- Born: James Charles Trujillo May 10, 1948 (age 78) Prescott, Arizona, U.S.
- Education: Mesa Community College Arizona State University
- Occupation: Bareback bronc rider
- Spouse: Margo

= J.C. Trujillo =

American bareback bronc rider

James Charles Trujillo (born May 10, 1948) is an American former professional rodeo cowboy who specialized in bareback bronc riding. He competed in the Professional Rodeo Cowboys Association (PRCA) circuit and was the 1981 PRCA bareback riding world champion.

==Life and career==
Trujillo was born in Prescott, Arizona. At the age of six, he began his rodeo career.

Trujillo attended Mesa Community College and Arizona State University. In 1968, he was the intercollegiate bareback riding champion.

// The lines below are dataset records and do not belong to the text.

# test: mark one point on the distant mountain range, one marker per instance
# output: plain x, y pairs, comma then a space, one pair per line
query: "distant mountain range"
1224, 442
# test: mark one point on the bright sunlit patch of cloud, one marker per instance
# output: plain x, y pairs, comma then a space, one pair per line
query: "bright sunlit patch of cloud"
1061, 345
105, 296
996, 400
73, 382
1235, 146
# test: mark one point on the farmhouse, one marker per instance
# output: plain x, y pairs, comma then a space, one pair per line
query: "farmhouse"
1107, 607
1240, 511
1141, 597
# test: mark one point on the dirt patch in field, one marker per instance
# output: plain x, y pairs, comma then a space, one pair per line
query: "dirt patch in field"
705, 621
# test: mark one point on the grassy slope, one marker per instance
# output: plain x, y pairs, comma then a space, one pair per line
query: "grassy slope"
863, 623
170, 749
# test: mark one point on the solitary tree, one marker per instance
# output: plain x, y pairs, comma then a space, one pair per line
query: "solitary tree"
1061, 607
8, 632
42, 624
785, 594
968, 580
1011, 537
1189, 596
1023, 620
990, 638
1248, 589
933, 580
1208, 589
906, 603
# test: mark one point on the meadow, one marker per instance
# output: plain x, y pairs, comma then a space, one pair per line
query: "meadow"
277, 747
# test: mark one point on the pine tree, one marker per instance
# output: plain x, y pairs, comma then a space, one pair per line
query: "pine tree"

Trujillo joined the Rodeo Cowboys Association (RCA) in 1967. It was renamed the Professional Rodeo Cowboys Association (PRCA) in 1975. In 1981, Trujillo won the PRCA bareback riding world championship at the National Finals Rodeo (NFR). He qualified for the NFR a total of 12 times in his career. He retired in 1985.

==Personal==
Trujillo and his wife Margo have two daughters, Annie and Sammie Lou. They also have six grandchildren.

Annie is married to former bull rider Judd Mortensen. His older brother, Brock Mortensen, is also a former bull rider. They were both active professional bull riders in the 1990s and 2000s; competing in the PRCA, BRO, and PBR circuits. Trujillo's grandsons, J.C. and Jaxton Mortensen, Judd and Annie's two eldest sons, are both active PRCA and PBR bull riders as of the 2020s. Their youngest son Juke is currently a junior bull rider.

==Honors==
In 1994, J.C. Trujillo was inducted into the ProRodeo Hall of Fame.

In 2008, he was inducted into the California Rodeo Salinas Hall of Fame.

In 2023, he was inducted into the National Rodeo Hall of Fame of the National Cowboy & Western Heritage Museum.